Visiting Two Sisters in Christ at Langata Women’s Prison
When we pull up to the entrance, we’re met with concrete barriers and formidable guards brandishing AK47s. We brandish our usual smiles and greetings as we pile into the one room building of emotionless faces, waiting.
Signing in the book and waiting, presenting our IDs, having their gifts poked, prodded, opened. Then waiting some more. Once we’ve told the stern looking female officers that we’re with the church only one of us has to sign the book. In exchange a handful of visitor badges are given to us.
Badges on and back in the vehicle, we maneuver through the concrete barriers and armed guards. We offer smiles, greetings and a “We are going to remand. Yes, we know the way.”
15 foot high steel gates open and close behind us. We park near the Remand building, stashing our purses, phones, and other belongings in hiding places within the soon to be locked vehicle. The Remand building is home to those who have been arrested but not yet been giving a trial. Many have lived there for years.
We wait to be summoned. We pray for God to lead, guide, and direct us. We want to express his Love, Joy, Forgiveness, Grace, and Hope – not condemnation, resignation, fire and brimstone.
Eventually the chaplain and her co-worker arrive. They call through a hole in the wide wood door, reinforced with steel bars. The lock is slid open, and soundlessly the door swings into the dark interior. We walk through, and the door clangs closed and locked behind us.
“What do you have? No phones, no cameras, no scarves.”
We hold up Bibles and one piece of paper with notes. An emotionless nod from the chaplain. We cautiously follow Chaplain Margaret through the short, dark hallway into a sunny, open courtyard of cement, corrugated metal, and barbed wire.
Breanna with the ladies from church before a prison visit
They’re singing worship songs in Swahili in their straight gray or striped black and white calf length dresses, with socks and flip-flop sandals on their feet. Some wear orange vests over their dresses. During a previous visit I learned that the prisoners in orange suffer some form of mental illness. “If I resided here, I’d be in orange too,” I think to myself.
They clap and sway and harmonize like angels. Most eyes are closed – a temporary escape from these four concrete walls, barbed wire, and bars that keep them from family, friends, their own children and freedom.
A row of plastic chairs sits facing the singers and we’re escorted to these seats of honor for the free that come in, preach and leave.
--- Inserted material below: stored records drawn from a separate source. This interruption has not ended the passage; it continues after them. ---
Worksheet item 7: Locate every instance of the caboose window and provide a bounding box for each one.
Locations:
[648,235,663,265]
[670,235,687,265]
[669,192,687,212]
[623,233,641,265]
I hate the seats of honor. What sets me apart from them? From the stories I’ve heard, I don’t believe many of these women are truly guilty, much less convicted. Yet here they stay, awaiting justice, kept from caring for the ones they love for days, months, and years.
We’re introduced and each of us stand, share our names and a quick greeting.
One of us will share a testimony and then we’ll pray together and anyone that wants will pray for her one on one.
The uniform is either straight gray or a striped black and white dress. Some where orange, which I learned during a previous visit means they suffer from some form of mental illness.
I wink & smile at the two precious sisters that brought me here. I slip out of my plastic chair to whisper greetings and updates they can understand. I translate for the testimony, but they nearly vibrate in impatience. They just want to talk and be understood in their own language.
At the closing prayer, my hands are clasped and cheeks are kissed. I am hugged. Often we cry and pray. I give them an index card with a few Spanish verses bursting with hope.
They’re far, far from home – imprisoned in a country they only planned to visit for an exotic vacation. Manipulated or tricked? They are trapped and held here. And they wait. With every visit, there’s a new court date to pray for – pray that the lawyer, the translator, and the witnesses will actually show up. There will be answers. How long?
I met them at their 3rd and 4th months in remand. Now they’ve both been there over a year – waiting on answers and a guilty or innocent verdict.
“I’ll pray for you everyday. I’ll visit. I’ll pray on your court date.” What else can I possibly do?
That could never be me, right? Or could it? Everyone fails, makes one bad choice and crosses the invisible line or comes face to face with injustice.
Breanna prays over a prison guard at a church sponsored event in 2010
The rule of law here sometimes feels more like a game of cat and mouse. We’ve been escorted to the police station many times for infractions such as an illegal turn that was not marked, or being in the wrong lane when the lanes are not even painted. Most taxi drivers expertly scan roadside bushes, checking for police men on the ready to pull over motorists for obscure offenses. We’ve heard several testimonies of night guards framed and arrested for crimes they had no idea had even occured. The International Justice Mission estimates that low income young adults in Kenya are more likely to be killed by police than by law breakers.
Like all corners of the world, I know that justice is not perfect here, nor is it anywhere. I know that my Lord promises to “one day judge the world with justice, and rule the nations with fairness” (Psalms 9). In the meantime, I look forward to the weekly moments I can share with these sweet sisters in the family of God, encouraging them and hopefully letting glimmers of God’s love shine into their now bleak world.